Output StreamWriter and Input StreamReader

The concrete OutputStreamWriter class (a Writer subclass) is a bridge between an incoming sequence of characters and an outgoing stream of bytes. Characters written to this writer are encoded into bytes according to the default or specified character encoding.

NOTE: The default character encoding is accessible via the file.encoding system property.

Each call to an OutputStreamWriter write() method causes an encoder to be called on the given character(s). The resulting bytes are accumulated in a buffer before being written to the underlying output stream. The characters passed to the write() methods are not buffered.

OutputStreamWriter declares four constructors, including the following:

■ OutputStreamWriter(OutputStream out) creates a bridge between an incoming sequence of characters (passed to OutputStreamWriter via its append() and write() methods) and underlying output stream out. The default character encoding is used to encode characters into bytes.
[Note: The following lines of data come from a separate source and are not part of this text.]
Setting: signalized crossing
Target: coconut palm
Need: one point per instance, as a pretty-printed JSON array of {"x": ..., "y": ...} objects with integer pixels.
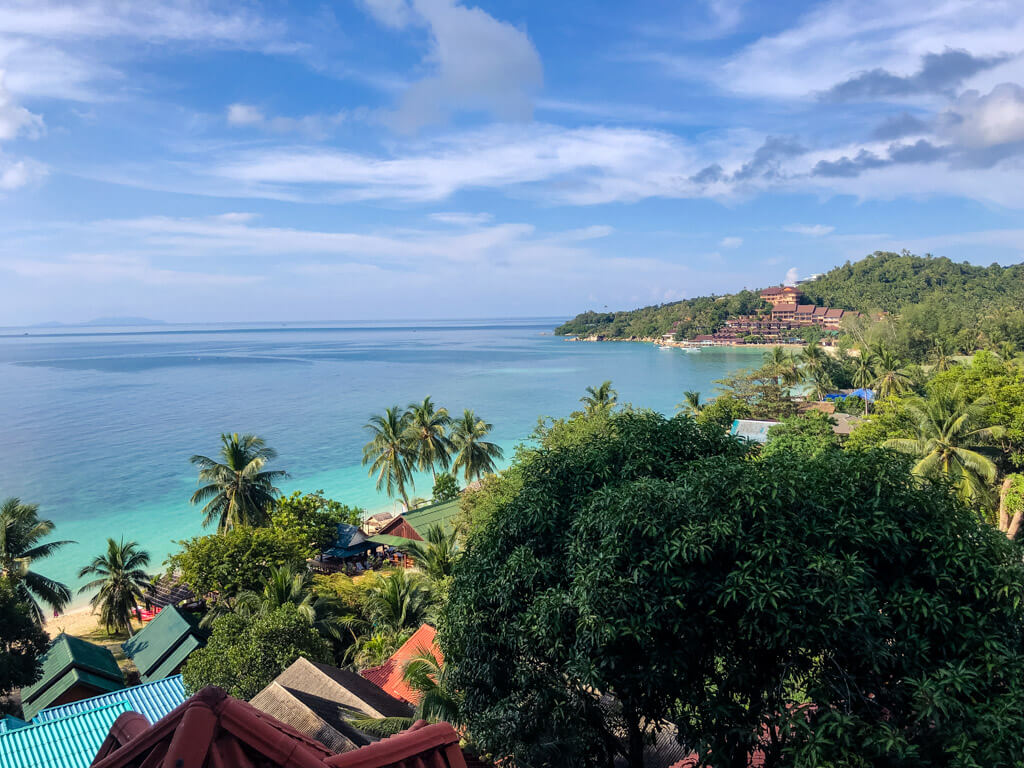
[
  {"x": 950, "y": 441},
  {"x": 287, "y": 586},
  {"x": 890, "y": 377},
  {"x": 427, "y": 435},
  {"x": 424, "y": 674},
  {"x": 863, "y": 373},
  {"x": 398, "y": 600},
  {"x": 389, "y": 454},
  {"x": 238, "y": 489},
  {"x": 20, "y": 545},
  {"x": 436, "y": 555},
  {"x": 691, "y": 403},
  {"x": 602, "y": 397},
  {"x": 474, "y": 456},
  {"x": 942, "y": 354},
  {"x": 122, "y": 582}
]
■ OutputStreamWriter(OutputStream out, String charsetName) creates a bridge between an incoming sequence of characters (passed to OutputStreamWriter via its append() and write() methods) and underlying output stream out. charsetName identifies the character encoding used to encode characters into bytes. This constructor throws UnsupportedEncodingException when the named character encoding is not supported.

NOTE: OutputStreamWriter depends on the abstract java.nio.charset.Charset and java.nio.charset.CharsetEncoder classes to perform character encoding.

Listing 10-25 uses the second constructor to create a bridge to an underlying file output stream so that Polish text can be written to an ISO/IEC 8859-2-encoded file.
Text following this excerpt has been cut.